For the pilot program, typically a single cutter is equipped with the Integrated Biometric Identification System supplied by L-1 Identity Solutions [ID]. The cutter has two IBIS units, each of which is used to collect images of a migrant’s two index fingers and face. The collected fingerprint images are then searched via a satellite link against the Department of Homeland Security’s U.S. VISIT fingerprint database, called IDENT. If no match is found, the new prints are enrolled in the database.
If a match is found, that begins a decisionmaking process between Coast Guard officials on shore and other government agencies such as the U.S. Attorney’s office and Border Patrol about whether some of the migrants should face prosecution or be repatriated, Christina O’Laughlin, a security analyst with SAIC [SAI], which is supporting the Coast Guard project, said earlier this week at the Biometrics Consortium Conference.
Before the project began last year the Coast Guard first did an aggressive public affairs and diplomacy campaign regarding the pending biometrics program in the Dominican Republic to deter its citizens from attempting to cross the Mona Passage for Puerto Rico, Lt. Mario Teixeira of the Coast Guard’s Research and Development Center, said at the conference.
“Without deliberate consequences there was no deterrent to migrant flow,” Teixeira said. The threat, and reality, of being able to prosecute illegal aliens serves as a deterrent, he added.
Prior to the start of the biometrics pilot, the Coast Guard had no way to determine the identity of illegal migrants it interdicted at sea and thus no way to determine who might be repeat offenders or who might have existing criminal histories in the U.S. However, since the program’s inception, it has proven its worth, the O’Laughlin and Teixeira said.
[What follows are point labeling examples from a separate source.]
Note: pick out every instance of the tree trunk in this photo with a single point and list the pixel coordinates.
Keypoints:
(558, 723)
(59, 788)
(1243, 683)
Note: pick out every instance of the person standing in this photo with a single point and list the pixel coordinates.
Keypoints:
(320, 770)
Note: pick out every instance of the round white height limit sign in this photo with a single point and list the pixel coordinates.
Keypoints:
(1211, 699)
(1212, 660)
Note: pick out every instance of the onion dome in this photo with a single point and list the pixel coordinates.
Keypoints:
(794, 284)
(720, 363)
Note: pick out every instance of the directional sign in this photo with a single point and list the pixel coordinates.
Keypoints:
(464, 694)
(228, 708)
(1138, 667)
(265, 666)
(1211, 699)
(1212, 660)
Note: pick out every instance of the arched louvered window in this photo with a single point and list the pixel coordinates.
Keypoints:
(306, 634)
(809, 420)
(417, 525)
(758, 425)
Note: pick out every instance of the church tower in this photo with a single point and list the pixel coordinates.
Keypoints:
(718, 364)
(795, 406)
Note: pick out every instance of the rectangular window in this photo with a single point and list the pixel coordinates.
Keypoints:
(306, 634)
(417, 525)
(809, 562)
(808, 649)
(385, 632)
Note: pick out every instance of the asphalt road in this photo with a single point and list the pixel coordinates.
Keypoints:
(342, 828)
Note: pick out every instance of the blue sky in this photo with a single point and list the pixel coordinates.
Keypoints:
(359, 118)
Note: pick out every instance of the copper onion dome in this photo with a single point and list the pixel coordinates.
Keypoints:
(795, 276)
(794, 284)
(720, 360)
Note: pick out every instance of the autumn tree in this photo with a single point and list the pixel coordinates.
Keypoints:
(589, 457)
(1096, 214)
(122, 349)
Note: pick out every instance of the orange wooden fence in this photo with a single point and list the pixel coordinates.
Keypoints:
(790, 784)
In FY ’06 just a few illegal migrants interdicted in the Mona Passage were prosecuted by the U.S. However, as of Aug. 3, 69 migrants who were captured and interrogated using biometrics have been prosecuted in FY ’07, according to briefing charts used by O’Laughlin. None of these are terrorists but some are prior felons, she said.
As of the early August the Coast Guard has collected over 1,000 biometric records of Dominicans caught while transiting the Mona Passage. Of patrols that have resulted in interdictions, over 80 percent have registered a hit when comparing collected biometrics against IDENT, O’Laughlin said.
A telling statistic of the possible impact the biometrics program is having on migration across the Mona Passage is a 40 percent reduction in migrant flow, although other factors could be at play here as well. Still, the success of the program has led to several high level briefings, including Coast Guard Commandant Adm. Thad Allen, Homeland Security Secretary Michael Chertoff and even President Bush.
Going forward the Coast Guard plans to use biometric collection devices from two more companies as it seeks better capability in the maritime environment, Dr. Tom Amerson, the Coast Guard’s lead on the project, tells TR2. The service plans to retain the IBIS devices but also will use devices supplied by Datastrip Inc., which is the U.S. division of Britain’s Data Ltd., and MaxID.
Amerson said that some of the enhanced performance features the Coast Guard wants for its at-sea biometrics trials include longer battery life and more suitability for the marine environment.